### This notebook contains the code for RAG implementation with Qdrant DB for Proposal Pro backend
Steps followed:
- Upload files
- for file in files:
    <!-- update_vector_db.py -->
    - for each page in file: 
        - update metadata
        - chunkify with metadata (RecursiveCharacterTextSplitter)
        - append to a docs_list
    - return docs_list
    - update metadata for each chunk in docs_list:
        - chunk.metadata.update({"tags": "", "flename": ""})
    - get embedding model to use
    - create/update vector DB with the docs_list, embedding model, using collection_name (creates embeddings too)


## DB Architecture 
### Approach 1:
Each **Collection** in the Qdrant DB will be associated with a **Project**.
The collections will be simple, Vector databases with: -

- **collection_name**: *ProjectName_ProjectID*.
- **VectorParams**: Size=1024, Distance=COSINE
- **PointStruct**: id, vector=chunk_embedding, payload=chunk_metadata
    - *chunk_metadata*= {filename, tags, page no., content src}

A Qdrant collection can be viewed as a pool of embeddings from all the docs associated with a Project, with the chunk info (Filename, Page No.) maintained in the payload.

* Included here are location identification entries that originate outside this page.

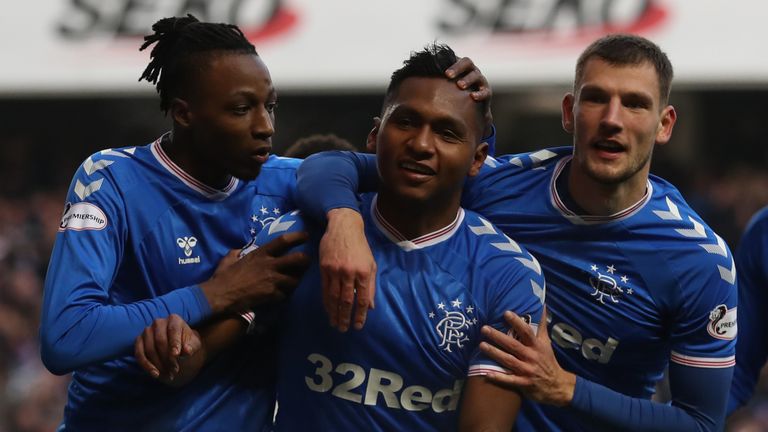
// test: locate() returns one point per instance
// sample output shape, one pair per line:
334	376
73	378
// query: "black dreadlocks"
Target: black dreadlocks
179	40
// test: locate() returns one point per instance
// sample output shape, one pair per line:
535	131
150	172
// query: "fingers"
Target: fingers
365	293
291	264
191	342
463	66
328	296
522	330
155	366
507	361
175	328
283	243
141	357
332	294
543	332
503	341
346	301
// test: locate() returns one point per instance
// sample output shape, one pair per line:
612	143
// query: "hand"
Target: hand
263	276
469	77
170	350
531	362
348	270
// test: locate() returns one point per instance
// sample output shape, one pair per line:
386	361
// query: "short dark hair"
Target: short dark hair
627	49
431	62
179	42
312	144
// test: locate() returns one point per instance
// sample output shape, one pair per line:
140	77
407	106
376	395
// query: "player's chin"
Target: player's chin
248	173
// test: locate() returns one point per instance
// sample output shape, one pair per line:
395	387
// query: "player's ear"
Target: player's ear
370	142
666	123
566	110
180	112
481	152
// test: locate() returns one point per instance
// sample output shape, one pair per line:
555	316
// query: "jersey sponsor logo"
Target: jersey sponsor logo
568	337
188	243
606	286
452	325
722	323
382	388
82	216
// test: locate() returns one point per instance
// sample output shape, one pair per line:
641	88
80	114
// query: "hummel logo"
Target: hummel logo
187	243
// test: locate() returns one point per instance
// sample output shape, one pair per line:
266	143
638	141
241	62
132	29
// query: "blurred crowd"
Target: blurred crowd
32	399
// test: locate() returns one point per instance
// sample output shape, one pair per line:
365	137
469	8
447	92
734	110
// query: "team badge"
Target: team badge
263	217
607	284
722	323
452	323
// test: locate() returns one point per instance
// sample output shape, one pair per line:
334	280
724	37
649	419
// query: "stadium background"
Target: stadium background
68	88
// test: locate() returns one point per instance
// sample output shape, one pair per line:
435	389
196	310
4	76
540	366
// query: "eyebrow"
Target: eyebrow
632	94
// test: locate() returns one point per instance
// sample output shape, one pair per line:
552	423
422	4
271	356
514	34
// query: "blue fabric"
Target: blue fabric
627	293
136	238
752	348
406	368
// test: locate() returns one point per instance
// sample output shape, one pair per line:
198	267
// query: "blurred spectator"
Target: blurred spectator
311	144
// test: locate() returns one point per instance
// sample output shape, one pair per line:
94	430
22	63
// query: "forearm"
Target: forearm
215	337
698	403
487	407
331	180
80	332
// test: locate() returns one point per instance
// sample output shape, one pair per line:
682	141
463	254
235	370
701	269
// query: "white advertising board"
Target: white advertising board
91	46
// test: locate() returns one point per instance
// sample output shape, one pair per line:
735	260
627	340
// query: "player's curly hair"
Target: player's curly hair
179	41
627	49
431	62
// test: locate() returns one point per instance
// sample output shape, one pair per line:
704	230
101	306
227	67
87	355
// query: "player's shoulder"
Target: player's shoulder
292	221
105	173
277	176
492	247
538	159
757	223
111	161
679	233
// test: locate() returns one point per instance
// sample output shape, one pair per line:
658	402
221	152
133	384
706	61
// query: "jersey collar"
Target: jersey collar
580	219
420	242
191	182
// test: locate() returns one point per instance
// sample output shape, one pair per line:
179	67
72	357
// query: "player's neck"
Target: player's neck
596	198
413	218
180	152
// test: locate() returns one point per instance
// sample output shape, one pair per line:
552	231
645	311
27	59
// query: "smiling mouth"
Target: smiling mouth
609	146
263	151
417	168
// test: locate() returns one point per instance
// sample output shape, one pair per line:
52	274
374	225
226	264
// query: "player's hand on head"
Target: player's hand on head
163	346
266	275
348	270
530	361
469	77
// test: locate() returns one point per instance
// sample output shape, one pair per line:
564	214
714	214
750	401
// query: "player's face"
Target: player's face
427	140
232	115
616	119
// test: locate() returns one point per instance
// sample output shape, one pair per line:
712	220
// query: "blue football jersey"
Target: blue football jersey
137	236
406	368
628	292
752	348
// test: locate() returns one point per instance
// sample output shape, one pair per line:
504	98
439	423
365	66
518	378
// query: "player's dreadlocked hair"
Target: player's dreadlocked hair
179	41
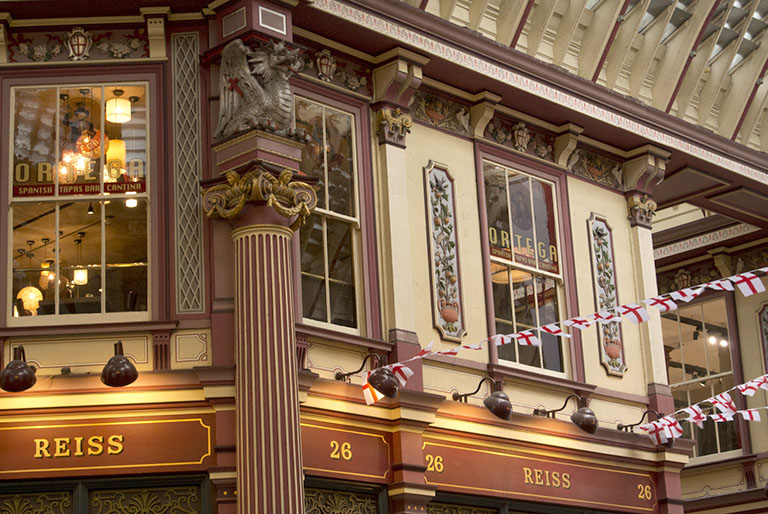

For ***Retrieval***, query is sent to a Qdrant collection which returns the *Docs* with the closest match to the query.

#### Pros of this approach:
1. One collection per project

2. Maximum isolation

3. Fastest retrieval

4. Clean resource boundaries

5. Easy deletes and backup

Perfect for proposal-development application (where projects = main unit of work)
#### Cons to this approach:
1. Too many collections will be created. Each colleciton has:
    - Its own HNSW index (a high-perf indexing struct which performs search in logarithmic time)
    - Its own metadata and memory footprint
    - Background maintenance processes
 ***Conclusion***: *Not scalable* when the collection count exceeds beyond a few thousand

2. Cross-project *search* is not possible with this approach. Searches like:
    - “Search across all user projects”
    - “Search across multiple teams”
    - or some form of global context
  become very hard because of isolation of each project.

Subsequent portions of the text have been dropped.